Total disaster on toast
14 June 2009 | by See all my reviews

Nothing is more arrogant than a film that assumes it's going to be a hit before it even goes into production. Such a disaster is this musical remake of "The Producers." Stagebound, presentational instead of reactive, and more leaden than an Iron Cross, it betrays everything about the 1968 classic -- not to mention raising questions how anything this klunky could ever work, must less be a hit, on the Broadway stage. Reportedly, Mel Brooks was distracted during filming by his wife's illness and death, and that director Susan Stroman didn't have the clout to override his in absentia presence. Never mind that the new third act ending betrays the first two.

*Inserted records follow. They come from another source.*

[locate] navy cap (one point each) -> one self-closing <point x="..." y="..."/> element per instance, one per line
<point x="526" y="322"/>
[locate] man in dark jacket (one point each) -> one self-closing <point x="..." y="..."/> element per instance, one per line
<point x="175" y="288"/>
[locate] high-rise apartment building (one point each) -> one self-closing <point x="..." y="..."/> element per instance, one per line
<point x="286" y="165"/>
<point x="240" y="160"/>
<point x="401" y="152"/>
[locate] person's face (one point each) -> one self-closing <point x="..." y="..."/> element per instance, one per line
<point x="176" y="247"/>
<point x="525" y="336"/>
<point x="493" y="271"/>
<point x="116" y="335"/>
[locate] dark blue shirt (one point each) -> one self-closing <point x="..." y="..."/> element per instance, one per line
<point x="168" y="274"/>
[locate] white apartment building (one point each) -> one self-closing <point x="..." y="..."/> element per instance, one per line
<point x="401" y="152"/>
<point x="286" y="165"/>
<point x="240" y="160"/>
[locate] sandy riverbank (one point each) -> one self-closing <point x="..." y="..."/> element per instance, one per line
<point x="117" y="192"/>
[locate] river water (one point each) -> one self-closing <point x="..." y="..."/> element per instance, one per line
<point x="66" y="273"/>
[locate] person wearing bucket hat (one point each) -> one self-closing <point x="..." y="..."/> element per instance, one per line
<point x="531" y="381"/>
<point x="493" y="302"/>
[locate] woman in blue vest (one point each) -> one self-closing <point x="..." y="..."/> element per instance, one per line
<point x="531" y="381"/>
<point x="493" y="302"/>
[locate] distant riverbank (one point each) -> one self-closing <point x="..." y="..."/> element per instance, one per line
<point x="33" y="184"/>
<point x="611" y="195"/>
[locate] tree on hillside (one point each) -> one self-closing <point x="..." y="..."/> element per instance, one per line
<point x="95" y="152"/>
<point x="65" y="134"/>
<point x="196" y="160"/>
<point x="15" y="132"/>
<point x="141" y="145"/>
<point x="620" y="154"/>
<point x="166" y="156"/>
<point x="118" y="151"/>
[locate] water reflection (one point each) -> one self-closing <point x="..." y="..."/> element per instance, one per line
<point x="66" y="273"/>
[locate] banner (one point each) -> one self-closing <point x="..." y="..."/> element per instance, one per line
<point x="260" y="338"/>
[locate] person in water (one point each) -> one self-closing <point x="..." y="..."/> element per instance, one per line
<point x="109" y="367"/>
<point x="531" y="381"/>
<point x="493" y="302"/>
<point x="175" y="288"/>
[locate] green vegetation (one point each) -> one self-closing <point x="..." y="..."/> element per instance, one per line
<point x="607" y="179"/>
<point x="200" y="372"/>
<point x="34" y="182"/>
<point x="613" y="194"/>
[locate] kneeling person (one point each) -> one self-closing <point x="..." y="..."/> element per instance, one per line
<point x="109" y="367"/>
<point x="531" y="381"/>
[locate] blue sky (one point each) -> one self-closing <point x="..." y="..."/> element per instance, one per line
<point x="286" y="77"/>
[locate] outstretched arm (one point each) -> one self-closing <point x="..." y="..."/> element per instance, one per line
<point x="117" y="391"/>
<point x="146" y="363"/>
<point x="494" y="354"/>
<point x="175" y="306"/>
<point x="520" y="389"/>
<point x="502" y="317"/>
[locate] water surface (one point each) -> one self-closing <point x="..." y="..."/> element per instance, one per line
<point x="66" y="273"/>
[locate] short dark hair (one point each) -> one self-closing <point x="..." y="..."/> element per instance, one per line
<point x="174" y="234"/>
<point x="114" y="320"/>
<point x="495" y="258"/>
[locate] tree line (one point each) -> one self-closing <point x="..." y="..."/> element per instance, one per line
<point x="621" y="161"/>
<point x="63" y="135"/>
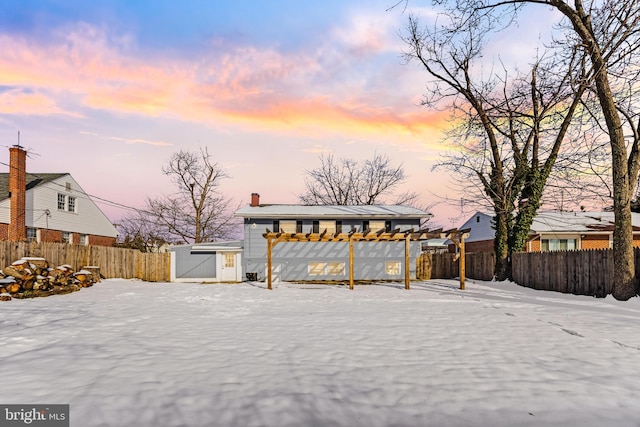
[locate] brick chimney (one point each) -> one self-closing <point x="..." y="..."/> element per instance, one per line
<point x="17" y="189"/>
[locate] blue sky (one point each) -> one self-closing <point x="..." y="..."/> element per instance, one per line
<point x="108" y="90"/>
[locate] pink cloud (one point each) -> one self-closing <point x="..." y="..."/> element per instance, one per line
<point x="247" y="85"/>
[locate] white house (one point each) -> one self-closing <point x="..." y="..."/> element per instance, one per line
<point x="49" y="207"/>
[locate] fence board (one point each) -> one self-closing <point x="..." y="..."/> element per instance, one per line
<point x="585" y="272"/>
<point x="113" y="262"/>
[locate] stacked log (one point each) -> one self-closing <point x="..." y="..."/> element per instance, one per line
<point x="31" y="277"/>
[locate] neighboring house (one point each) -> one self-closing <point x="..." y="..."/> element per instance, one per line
<point x="207" y="262"/>
<point x="301" y="261"/>
<point x="49" y="207"/>
<point x="551" y="231"/>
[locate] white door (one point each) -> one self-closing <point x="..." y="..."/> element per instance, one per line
<point x="229" y="267"/>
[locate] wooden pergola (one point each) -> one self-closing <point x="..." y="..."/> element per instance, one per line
<point x="455" y="235"/>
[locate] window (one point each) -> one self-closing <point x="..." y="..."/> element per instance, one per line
<point x="316" y="268"/>
<point x="335" y="268"/>
<point x="71" y="204"/>
<point x="558" y="245"/>
<point x="32" y="234"/>
<point x="229" y="260"/>
<point x="393" y="268"/>
<point x="326" y="268"/>
<point x="377" y="225"/>
<point x="330" y="226"/>
<point x="288" y="226"/>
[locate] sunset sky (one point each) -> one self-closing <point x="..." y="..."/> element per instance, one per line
<point x="108" y="90"/>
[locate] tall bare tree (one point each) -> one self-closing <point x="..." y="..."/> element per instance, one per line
<point x="197" y="211"/>
<point x="510" y="129"/>
<point x="608" y="32"/>
<point x="348" y="182"/>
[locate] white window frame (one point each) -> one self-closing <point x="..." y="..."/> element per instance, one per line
<point x="72" y="205"/>
<point x="377" y="225"/>
<point x="316" y="268"/>
<point x="393" y="268"/>
<point x="33" y="238"/>
<point x="329" y="225"/>
<point x="288" y="226"/>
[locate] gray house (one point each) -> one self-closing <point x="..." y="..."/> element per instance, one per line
<point x="318" y="261"/>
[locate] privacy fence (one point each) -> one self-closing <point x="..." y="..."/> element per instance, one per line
<point x="113" y="262"/>
<point x="478" y="266"/>
<point x="586" y="272"/>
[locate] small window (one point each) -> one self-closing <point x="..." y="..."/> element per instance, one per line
<point x="288" y="226"/>
<point x="330" y="226"/>
<point x="335" y="268"/>
<point x="32" y="234"/>
<point x="316" y="268"/>
<point x="71" y="204"/>
<point x="393" y="268"/>
<point x="229" y="260"/>
<point x="377" y="225"/>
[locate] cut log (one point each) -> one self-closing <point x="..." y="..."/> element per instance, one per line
<point x="13" y="288"/>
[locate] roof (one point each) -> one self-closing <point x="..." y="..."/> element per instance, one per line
<point x="330" y="211"/>
<point x="33" y="180"/>
<point x="577" y="222"/>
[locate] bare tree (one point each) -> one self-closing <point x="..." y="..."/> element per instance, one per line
<point x="510" y="129"/>
<point x="197" y="211"/>
<point x="138" y="231"/>
<point x="608" y="32"/>
<point x="347" y="182"/>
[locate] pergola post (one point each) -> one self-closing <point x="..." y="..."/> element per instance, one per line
<point x="269" y="262"/>
<point x="462" y="262"/>
<point x="351" y="263"/>
<point x="407" y="276"/>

Never mind that Lane and Broderick never develop the father-son relationship that Zero Mostel and Gene Wilder did, and which drove the story. Never mind that the musical numbers are not only forgettable, but extraneous. Never mind that the 11 o'clock number is over by 10:59. Never mind that Nathan Lane is made up to look like a Hirschfeld drawing. Never mind that Matthew Broderick is a human marshmallow. Mever mind that Uma Thurman sucks the energy out of movies that she's not even in. Never mind that -- oh, never mind. Like a dumb horror movie where the girl heads up to the attic and you know the monster's there waiting for her but she goes up anyway, "The Producers" is its own train wreck, devoid of any sense of self-awareness, let alone the major one: that it needs an audience.